All the cosmic capers are offset earlier with a majestic performance from proto-punk icon and all-round mother figure Patti Smith, who almost blesses the festival ground, seeming to summon whatever good is left in the world. “Everything feels fucked up but I just feel happy!” she proclaims, in the middle of a poetic, triumphant set that veers between fist-up anthems like ‘People Have the Power’, ‘Gloria’, and ‘Dancing Barefoot’, and a tender version of Elvis’s ‘I Can’t Help Falling In Love With You’, that turns into a mass karaoke sesh at your drunk aunt’s birthday.
The crowd go in deeper for karaoke near close of business on Sunday, when quintessential French crossover indie band Phoenix hit the fort for the first time in 14 years. It’s a victory lap of sorts, with frontman Thomas Mars mingling with the front row, Nick Cave-style, and predictable mass freakouts for their still-infectious smash hits ‘Too Young’ and ‘If I Ever Felt Better’. The unbridled joy washes away the bad taste of Superorganism, the most puzzlingly overhyped band of the year, whose quirky meme-pop just doesn’t translate live, never mind a lit Sunday night festival crowd. In a word: Pffffft.
Earlier on Sunday, French cult indie icon Charlotte Gainsbourg gave a masterclass in effortless cool, in contrast to Phoenix’s lapdog pop. She plays the coveted sunset slot, and she’s also blessed with a stunning minimal light show, with animated luminous frames adding a few goosebumps. It’s mainly a showcase for her sleek electronic pop album Rest, with ‘Deadly Valentine’ a space disco slow jam highlight.
Quick disclaimer: the above tales of tasteful indie-rock and relatively wholesome crowds don’t quite carry into the early hours of La Route du Rock, as the festival turns into a dance arena, and all those sips of wine gradually get turned into loose-limbed techno moves.
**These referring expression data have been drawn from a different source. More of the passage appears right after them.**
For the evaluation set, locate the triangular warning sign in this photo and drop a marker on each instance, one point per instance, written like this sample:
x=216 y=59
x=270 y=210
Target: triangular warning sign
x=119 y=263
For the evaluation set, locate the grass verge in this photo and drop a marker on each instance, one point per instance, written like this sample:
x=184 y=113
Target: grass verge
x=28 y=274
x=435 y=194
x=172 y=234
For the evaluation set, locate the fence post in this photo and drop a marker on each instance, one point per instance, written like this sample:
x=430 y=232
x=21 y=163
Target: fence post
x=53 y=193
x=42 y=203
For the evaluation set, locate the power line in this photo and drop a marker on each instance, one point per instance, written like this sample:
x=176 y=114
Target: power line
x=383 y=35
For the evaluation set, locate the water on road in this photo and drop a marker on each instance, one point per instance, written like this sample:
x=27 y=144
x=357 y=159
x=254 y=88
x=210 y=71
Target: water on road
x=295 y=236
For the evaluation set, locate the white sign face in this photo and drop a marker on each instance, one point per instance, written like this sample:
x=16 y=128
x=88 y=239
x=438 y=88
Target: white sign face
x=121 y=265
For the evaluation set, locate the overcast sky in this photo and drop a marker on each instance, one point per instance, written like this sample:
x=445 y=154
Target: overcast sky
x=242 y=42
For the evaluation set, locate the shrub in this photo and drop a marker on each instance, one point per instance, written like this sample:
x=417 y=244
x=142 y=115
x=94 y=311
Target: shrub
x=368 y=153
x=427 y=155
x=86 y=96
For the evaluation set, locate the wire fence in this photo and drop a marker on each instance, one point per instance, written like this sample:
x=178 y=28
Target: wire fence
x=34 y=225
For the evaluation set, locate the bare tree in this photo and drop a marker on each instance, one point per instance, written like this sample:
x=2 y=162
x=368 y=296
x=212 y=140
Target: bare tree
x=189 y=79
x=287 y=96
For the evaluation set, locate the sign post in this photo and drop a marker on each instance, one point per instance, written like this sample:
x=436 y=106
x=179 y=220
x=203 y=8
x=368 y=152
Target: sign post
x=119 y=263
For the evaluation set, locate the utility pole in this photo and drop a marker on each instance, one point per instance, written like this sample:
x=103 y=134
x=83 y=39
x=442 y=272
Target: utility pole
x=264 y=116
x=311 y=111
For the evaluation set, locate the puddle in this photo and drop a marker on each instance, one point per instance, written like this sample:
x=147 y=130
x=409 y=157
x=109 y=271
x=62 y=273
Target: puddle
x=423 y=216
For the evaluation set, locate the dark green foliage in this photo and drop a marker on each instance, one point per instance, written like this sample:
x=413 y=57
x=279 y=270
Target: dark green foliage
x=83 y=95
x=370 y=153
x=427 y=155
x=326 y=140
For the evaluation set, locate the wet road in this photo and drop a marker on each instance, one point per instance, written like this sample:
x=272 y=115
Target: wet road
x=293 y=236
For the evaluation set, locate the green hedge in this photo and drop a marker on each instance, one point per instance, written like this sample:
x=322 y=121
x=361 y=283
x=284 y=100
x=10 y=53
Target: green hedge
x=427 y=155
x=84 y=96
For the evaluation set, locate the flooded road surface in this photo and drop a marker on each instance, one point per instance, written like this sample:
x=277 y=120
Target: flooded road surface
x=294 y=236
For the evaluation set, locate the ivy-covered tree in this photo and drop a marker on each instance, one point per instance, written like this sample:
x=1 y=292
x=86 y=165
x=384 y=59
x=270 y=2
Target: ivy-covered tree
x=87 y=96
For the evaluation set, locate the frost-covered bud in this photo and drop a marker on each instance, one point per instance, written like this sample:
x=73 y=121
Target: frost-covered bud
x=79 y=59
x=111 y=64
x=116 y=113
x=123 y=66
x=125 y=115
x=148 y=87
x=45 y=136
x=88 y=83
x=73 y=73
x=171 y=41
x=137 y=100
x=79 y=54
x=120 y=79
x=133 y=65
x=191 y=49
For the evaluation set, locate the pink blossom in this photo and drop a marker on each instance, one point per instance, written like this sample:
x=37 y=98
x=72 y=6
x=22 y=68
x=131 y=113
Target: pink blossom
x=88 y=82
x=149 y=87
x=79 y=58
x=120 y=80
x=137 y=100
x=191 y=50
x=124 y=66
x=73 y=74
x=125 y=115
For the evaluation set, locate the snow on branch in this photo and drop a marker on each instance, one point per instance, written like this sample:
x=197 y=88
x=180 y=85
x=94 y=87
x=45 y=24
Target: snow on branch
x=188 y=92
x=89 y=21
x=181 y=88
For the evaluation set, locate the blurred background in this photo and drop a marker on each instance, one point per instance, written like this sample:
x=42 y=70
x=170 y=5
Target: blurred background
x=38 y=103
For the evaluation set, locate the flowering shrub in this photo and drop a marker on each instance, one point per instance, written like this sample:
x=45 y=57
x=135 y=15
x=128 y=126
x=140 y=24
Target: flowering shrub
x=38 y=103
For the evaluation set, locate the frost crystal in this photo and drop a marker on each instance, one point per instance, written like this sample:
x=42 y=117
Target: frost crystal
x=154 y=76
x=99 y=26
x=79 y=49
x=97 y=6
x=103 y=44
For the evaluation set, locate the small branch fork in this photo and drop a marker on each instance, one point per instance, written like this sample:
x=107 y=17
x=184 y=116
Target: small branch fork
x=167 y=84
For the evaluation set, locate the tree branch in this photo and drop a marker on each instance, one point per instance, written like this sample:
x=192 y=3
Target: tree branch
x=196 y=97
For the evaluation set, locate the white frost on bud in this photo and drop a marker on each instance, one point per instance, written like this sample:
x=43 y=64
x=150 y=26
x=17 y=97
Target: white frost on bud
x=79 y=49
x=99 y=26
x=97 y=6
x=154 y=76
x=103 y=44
After Nils Frahm’s pin-drop piano transcendence on Saturday, Berlin DJ Ellen Allien hammers out rave stabs, acid and the nosebleed industrial techno of Schwefelgeb halfway through, so no guesses how the rest of her set panned out. Minimal Wave label boss Veronicka Vasicka doesn’t offer much of a breather right after, playing granular techno, industrial brutalism, a bit of DAF and Kraftwerk’s ‘Numbers’ through an EBM mincer. We bump into Josh T Pearson near the front at Vasicka – unmissable in a red trucker hat and a white tee & blue jeans 1985 Springsteen combo – and give him high-fives for his early evening main stage set, heavy on his new honky-tonk country-punk album The Straight Hits!, even if he apologised at the time for not playing his usual “sad bastard songs”. Having a little techno dance with Pearson wasn’t exactly on the bucket list, but it’s a suitably surreal end to a full-on night.
The Black Madonna takes us to church for the closing party on Sunday, with two hours of joyous house backed by a psychedelic stained glass window backdrop. In the most unashamed taps-aff, dancing-on-shoulders, hug-a-stranger moment, she drops Harold Melvin’s disco-soul classic ‘Don’t Leave Me This Way’, and thousands of us try to hit the “aaaaaaah BABY!” high notes in the chorus. Failing of course, but failing brilliantly. It’s a pretty jubilant end to a festival that had plenty more moments where that came from.
After 27 years, La Route du Rock is a festival that inspires loyalty – proud locals use it as an annual gathering, a sort of thanksgiving, and two English heads in our group had been 10 and five times respectively. It feels like a comfort blanket – everything in its right place, from the impeccable curation, to the location and the warm welcomes, and maybe if I come back I’ll work out the two-cheek kiss thing.